Les Socialistes et Démocrates au Parlement européen ont annoncé, vendredi 6 juin, qu'ils n'étaient pas satisfaits de nombreuses conditions de la législation européenne révisée sur les droits des passagers aériens, qui a fait l'objet, la veille, d'un accord des ministres européens des Transports (EUROPE 13654/1).
Si le groupe se dit convaincu de la nécessité d'une mise à jour des règles du secteur aérien et de mettre fin au blocage de plus d'une décennie au Conseil, « cela ne doit pas se faire aux dépens des citoyens », prévient-il dans un communiqué.
« Les nouvelles règles réduiront les droits des passagers, car les conditions d'indemnisation ont été durcies.
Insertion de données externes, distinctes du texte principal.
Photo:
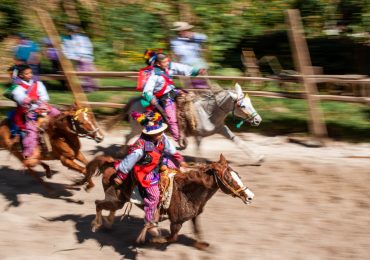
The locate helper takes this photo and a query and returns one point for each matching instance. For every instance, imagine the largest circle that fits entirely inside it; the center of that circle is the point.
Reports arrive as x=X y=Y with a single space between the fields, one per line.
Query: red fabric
x=141 y=170
x=144 y=74
x=21 y=111
x=18 y=118
x=167 y=81
x=143 y=77
x=33 y=93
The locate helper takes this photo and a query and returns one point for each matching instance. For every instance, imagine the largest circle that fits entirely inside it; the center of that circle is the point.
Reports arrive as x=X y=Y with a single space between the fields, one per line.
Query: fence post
x=67 y=67
x=303 y=64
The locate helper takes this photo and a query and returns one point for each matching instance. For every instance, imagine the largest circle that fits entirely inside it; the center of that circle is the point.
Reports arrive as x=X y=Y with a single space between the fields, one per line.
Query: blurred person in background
x=159 y=90
x=78 y=48
x=187 y=49
x=27 y=52
x=32 y=99
x=51 y=54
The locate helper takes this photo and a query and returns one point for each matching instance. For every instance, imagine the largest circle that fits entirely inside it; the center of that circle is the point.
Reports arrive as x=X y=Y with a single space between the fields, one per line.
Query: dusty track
x=311 y=203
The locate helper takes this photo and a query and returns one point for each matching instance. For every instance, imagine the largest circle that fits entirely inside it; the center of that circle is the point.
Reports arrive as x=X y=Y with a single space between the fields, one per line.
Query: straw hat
x=152 y=122
x=181 y=26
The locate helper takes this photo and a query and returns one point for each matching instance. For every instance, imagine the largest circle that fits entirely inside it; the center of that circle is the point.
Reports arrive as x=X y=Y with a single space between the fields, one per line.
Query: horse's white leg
x=256 y=159
x=97 y=222
x=110 y=219
x=198 y=141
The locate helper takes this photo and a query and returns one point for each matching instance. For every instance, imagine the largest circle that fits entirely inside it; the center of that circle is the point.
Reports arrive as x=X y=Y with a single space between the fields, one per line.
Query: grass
x=344 y=121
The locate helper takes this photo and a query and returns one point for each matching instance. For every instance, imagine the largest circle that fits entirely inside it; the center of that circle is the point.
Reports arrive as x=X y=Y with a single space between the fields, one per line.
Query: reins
x=235 y=192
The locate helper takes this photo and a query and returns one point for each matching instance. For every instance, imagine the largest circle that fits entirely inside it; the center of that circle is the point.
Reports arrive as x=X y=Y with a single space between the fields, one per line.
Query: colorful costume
x=31 y=97
x=144 y=160
x=160 y=85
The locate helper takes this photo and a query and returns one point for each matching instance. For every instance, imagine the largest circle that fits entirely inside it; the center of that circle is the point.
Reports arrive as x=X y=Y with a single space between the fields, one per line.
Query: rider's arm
x=130 y=160
x=170 y=148
x=19 y=95
x=42 y=92
x=182 y=69
x=199 y=37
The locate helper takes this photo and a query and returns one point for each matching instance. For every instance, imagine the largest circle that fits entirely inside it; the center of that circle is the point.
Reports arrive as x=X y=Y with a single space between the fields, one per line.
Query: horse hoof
x=89 y=187
x=94 y=227
x=158 y=240
x=48 y=174
x=201 y=245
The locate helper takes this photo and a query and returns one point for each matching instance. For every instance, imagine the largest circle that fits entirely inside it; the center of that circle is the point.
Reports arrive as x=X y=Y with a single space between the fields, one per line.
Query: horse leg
x=199 y=244
x=39 y=179
x=47 y=169
x=97 y=222
x=175 y=228
x=129 y=136
x=81 y=157
x=198 y=141
x=110 y=219
x=256 y=158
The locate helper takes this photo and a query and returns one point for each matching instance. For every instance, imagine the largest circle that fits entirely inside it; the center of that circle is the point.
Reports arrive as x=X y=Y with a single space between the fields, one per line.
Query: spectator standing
x=187 y=49
x=78 y=48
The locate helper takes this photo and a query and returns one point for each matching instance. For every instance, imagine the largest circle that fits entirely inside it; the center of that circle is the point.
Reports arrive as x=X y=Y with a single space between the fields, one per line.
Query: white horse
x=211 y=110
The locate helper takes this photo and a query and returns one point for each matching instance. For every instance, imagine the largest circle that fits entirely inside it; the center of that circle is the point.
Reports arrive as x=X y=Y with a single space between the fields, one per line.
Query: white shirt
x=156 y=82
x=20 y=93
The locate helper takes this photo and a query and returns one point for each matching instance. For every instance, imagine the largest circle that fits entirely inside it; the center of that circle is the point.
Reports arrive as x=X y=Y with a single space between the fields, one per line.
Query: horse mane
x=203 y=175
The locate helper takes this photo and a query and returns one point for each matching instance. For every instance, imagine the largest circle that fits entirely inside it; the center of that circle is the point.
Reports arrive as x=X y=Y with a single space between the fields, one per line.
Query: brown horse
x=63 y=132
x=191 y=191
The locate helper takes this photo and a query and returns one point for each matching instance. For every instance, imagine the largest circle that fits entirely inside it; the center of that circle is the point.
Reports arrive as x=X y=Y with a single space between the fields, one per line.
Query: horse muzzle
x=249 y=195
x=98 y=139
x=256 y=121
Elles réduisent la sécurité des voyageurs et accordent plus de clémence aux compagnies aériennes, ce qui est une priorité totalement erronée », a ainsi souligné Mohammed Chahim (néerlandais).
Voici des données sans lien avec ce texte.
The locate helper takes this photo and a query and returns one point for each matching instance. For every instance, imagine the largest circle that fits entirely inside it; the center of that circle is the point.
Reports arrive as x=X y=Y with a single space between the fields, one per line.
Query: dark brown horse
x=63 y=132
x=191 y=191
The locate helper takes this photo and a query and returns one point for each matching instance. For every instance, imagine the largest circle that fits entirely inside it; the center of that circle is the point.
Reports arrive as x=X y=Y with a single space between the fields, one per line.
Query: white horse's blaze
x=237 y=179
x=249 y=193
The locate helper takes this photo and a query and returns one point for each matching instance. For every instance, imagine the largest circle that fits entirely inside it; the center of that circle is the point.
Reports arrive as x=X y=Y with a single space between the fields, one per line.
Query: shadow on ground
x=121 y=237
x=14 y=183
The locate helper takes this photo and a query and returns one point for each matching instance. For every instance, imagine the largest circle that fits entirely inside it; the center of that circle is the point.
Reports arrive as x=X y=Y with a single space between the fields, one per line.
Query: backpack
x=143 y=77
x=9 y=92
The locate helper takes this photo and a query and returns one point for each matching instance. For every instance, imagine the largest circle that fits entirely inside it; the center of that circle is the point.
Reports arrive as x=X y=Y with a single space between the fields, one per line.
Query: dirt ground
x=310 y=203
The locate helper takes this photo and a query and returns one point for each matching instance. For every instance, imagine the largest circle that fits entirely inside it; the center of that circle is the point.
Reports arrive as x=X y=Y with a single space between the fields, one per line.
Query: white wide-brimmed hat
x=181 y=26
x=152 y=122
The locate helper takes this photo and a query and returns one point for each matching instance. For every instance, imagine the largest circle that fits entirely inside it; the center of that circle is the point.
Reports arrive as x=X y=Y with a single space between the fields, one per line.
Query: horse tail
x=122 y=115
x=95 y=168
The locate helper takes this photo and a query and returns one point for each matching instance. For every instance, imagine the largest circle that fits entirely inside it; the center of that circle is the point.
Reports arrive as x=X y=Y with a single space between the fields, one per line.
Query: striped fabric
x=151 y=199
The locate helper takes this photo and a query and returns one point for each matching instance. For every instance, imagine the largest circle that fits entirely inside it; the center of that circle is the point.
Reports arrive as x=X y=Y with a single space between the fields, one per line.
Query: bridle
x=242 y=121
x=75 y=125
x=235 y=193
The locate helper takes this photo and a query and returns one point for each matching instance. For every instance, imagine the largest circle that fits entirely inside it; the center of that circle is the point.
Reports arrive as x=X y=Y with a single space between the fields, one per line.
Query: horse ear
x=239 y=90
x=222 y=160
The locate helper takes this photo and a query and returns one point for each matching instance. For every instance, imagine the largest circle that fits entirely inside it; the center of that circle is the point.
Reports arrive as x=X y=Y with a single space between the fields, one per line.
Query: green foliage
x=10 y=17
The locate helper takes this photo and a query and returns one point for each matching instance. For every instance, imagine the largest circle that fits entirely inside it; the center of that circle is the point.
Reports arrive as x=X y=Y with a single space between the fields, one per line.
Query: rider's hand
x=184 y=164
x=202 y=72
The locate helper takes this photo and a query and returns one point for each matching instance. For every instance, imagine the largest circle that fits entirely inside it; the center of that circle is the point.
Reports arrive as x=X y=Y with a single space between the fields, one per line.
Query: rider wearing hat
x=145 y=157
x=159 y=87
Avant le Conseil, le groupe PPE au PE avait prévenu qu'il s'opposait à un affaiblissement des droits reconnus des passagers aériens. « Affaiblir ces droits trahirait la confiance que les citoyens placent dans l'UE pour défendre leurs intérêts », avait expliqué Andrey Novakov (PPE, bulgare). Le PPE estime notamment que le remboursement après un retard de trois heures est la norme depuis de nombreuses années et doit le rester.
Les ministres des Transports se sont notamment accordés sur de nouveaux seuils de compensation, tant au niveau des horaires que des montants auxquels les passagers auront droit en cas de retard ou d’annulation.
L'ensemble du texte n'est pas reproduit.